60. Local delicacies
To the left on the middle shelf is a small pile of peculiarly Venetian fat crunchy biscuits with almonds on top known as 'Pan del Doge', or Duke's Bread. Next to them is a pile of similar biscuits, but dark with chocolate, here labeled 'Moretti', but generally better known in Venice as 'Pan del Moro', or Moor's Bread. Perhaps this was the very place that Desdemona came to buy Othello's favourite biscuits? It wouldn't surprise me to find some enterprising bakery in Venice making that silly claim.
There are other foods and some famous dishes that are very Venetian, many of them derived from the types of seafood commonly found in the shallow lagoon or beyond in the northern Adriatic. Mussels, clams, octopus, and squid are all high on that list. 'Pasta al vongole', pasta with clams, is one such delicacy, and any kind of pasta cooked in cuttlefish ink so that when it hits your plate it is black – and I mean really black, not some dirty-washing grey tint – is another dish the locals are very proud of. To me, the flavour of the squid ink is not that appealing, and the weirdness of the dish's appearance actually puts me off enjoying it, but the Venetians love it and you'll see it on almost every restuaurant menu.

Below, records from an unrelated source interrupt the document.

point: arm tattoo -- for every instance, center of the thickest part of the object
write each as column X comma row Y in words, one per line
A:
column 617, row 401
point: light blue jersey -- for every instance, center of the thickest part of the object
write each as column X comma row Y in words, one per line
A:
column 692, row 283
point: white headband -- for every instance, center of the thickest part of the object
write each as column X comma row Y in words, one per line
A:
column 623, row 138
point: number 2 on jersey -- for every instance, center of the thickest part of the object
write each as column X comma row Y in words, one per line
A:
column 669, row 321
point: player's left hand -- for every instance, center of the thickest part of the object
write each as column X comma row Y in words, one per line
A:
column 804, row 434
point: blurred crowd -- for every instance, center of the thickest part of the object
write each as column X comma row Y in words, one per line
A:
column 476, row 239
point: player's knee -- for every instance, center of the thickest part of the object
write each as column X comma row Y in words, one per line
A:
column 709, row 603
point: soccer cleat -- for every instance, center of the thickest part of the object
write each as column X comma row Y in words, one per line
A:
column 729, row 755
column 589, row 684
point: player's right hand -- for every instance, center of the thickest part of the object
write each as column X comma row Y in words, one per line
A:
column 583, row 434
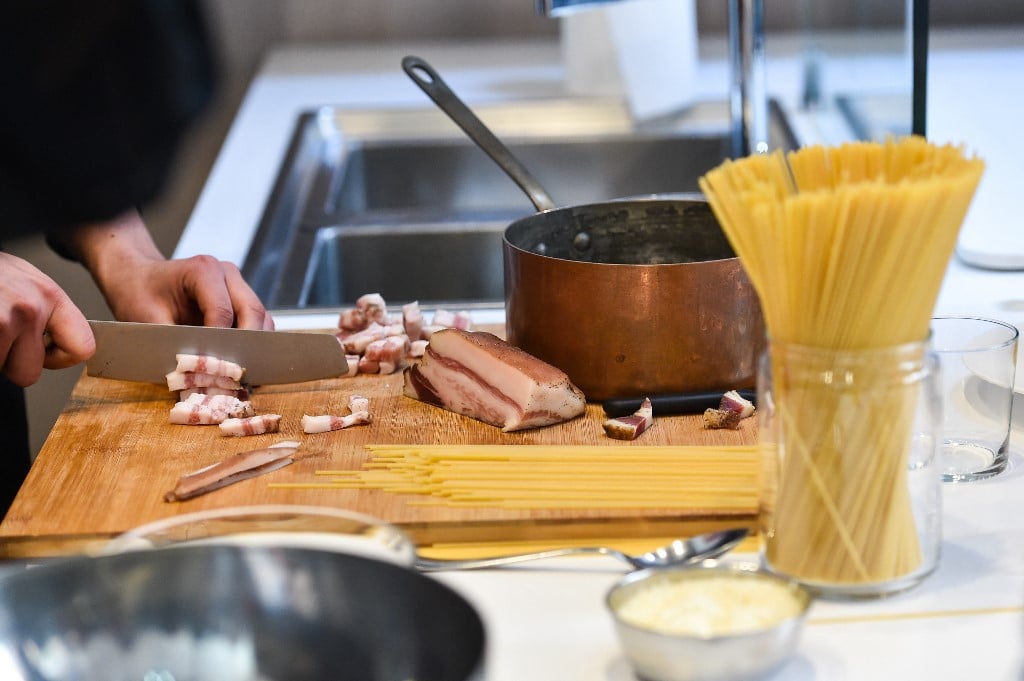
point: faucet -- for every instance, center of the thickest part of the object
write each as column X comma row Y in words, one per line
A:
column 748, row 97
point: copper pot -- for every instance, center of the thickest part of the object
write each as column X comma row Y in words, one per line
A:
column 630, row 298
column 633, row 298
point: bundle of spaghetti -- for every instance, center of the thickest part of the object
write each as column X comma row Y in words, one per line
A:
column 847, row 247
column 558, row 477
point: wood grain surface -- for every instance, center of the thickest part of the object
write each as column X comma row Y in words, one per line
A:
column 113, row 454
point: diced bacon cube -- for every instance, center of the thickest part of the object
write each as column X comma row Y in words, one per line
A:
column 374, row 306
column 352, row 320
column 412, row 320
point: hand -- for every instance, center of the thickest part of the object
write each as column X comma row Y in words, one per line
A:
column 140, row 285
column 32, row 307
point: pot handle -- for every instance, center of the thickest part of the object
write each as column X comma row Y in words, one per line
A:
column 435, row 87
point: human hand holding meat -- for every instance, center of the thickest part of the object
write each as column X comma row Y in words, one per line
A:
column 40, row 327
column 140, row 285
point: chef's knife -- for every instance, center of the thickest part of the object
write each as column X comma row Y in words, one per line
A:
column 134, row 351
column 682, row 402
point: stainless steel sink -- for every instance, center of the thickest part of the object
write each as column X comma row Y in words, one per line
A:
column 400, row 202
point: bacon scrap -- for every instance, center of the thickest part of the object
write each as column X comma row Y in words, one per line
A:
column 253, row 425
column 412, row 321
column 631, row 427
column 233, row 469
column 357, row 405
column 733, row 409
column 327, row 422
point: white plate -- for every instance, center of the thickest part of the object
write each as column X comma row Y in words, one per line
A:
column 299, row 526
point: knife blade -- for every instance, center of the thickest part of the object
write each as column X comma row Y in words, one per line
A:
column 681, row 402
column 145, row 352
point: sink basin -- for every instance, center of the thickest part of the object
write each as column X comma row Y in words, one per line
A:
column 400, row 202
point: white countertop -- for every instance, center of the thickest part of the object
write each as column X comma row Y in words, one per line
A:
column 965, row 622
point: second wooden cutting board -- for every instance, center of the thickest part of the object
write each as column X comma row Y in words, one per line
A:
column 113, row 454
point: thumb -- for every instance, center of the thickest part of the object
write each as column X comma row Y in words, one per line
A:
column 71, row 339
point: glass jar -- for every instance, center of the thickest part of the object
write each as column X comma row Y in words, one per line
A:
column 851, row 502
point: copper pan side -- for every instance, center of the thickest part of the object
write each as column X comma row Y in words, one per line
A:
column 632, row 298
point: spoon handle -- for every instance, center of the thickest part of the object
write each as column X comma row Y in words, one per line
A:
column 432, row 565
column 435, row 88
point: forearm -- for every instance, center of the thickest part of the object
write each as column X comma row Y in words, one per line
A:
column 105, row 249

Here is one very simple but utterly delicious Venetian dish:
Fegato alla veneziana
About half a kilo of calf's liver cut into slices
A couple of large onions
A nice juicy lemon
Lots of parsley
Fry the chopped onions in a pan with half the butter and some salt and pepper. Tip the onions out (or use a second pan) and cook the liver with the rest of the butter, and of course with some salt and pepper. Put the onions back in with the liver and squeeze in the lemon juice. Serve on a plate covered in finely chopped parsley.
...Don't skimp on the butter. If you're worried about the calories, cook something else.